My exercise in bracketology is to see if I can see what the Committee sees. See? And until such time as the Committee implodes itself for the love of the stats, I’ll keep on bracketologizing.
Bracket and Bubble Notes:
Finally, to the brackets we go. No change at the top. Baylor (1 seed, #1) and Kansas (1 seed, #2) will do battle in Waco on Saturday, Gonzaga (1 seed, #3) hosts the Dons of San Fran (NR) tonight and travels to BYU (7 seed, #27) on Saturday for a tough test, and San Diego St. (1 seed, #4) hosts UNLV (NR) on Saturday.
Duke (2 seed, #8) got annihilated in Raleigh last night, and also lost a basketball game to (Welcome to the Field!) NC State (Last Four In Play In, #47). Not quite a seed line drop, but Duke falls a few spots on the seed list to the final 2 seed. Dayton (2 seed, #5), Maryland (2 seed, #6), and Louisville (2 seed, #7) remain on the 2 line.
Creighton (3 seed, #10) keeps on winning and is putting together an impressive season as we move it to the 3 line behind steady-Eddie Florida St. (3 seed, #9).

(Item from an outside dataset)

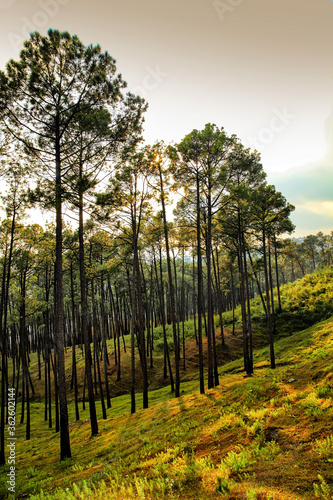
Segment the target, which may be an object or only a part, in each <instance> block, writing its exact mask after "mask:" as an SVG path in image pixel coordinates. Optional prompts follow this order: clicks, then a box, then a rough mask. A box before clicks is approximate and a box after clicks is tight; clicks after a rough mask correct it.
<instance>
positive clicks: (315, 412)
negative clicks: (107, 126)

Villanova (3 seed, #11) also moves up, while Seton Hall (3 seed, #12), by virtue of stemming a recent 2-game skid with a tip-in win over Butler (5 seed, #18), remains on the 3 seed line. Penn St. (4 seed, #14) falls back a couple spots and 1 seed line after losing to Illinois (8 seed, #31).
Auburn (6 seed, #22) plummets a whopping 3 seed lines after its recent run of luck ran out and it took back to back losses to non-tournament teams in Missouri (NR) and Georgia (NR).
Richmond (Last Four In Play In, #46), winners of 5 in a row, replaces Purdue (First Four Out, #70) in the field due to the latter’s 3 losses in a row, and only being 1 game over .500, and being 7-11 in Quad 1 and 2 opportunities (and also, no doubt due to my biases overcompensating towards WAB and the resume). Georgetown (First Four Out, #71) also falls out of this iteration’s field.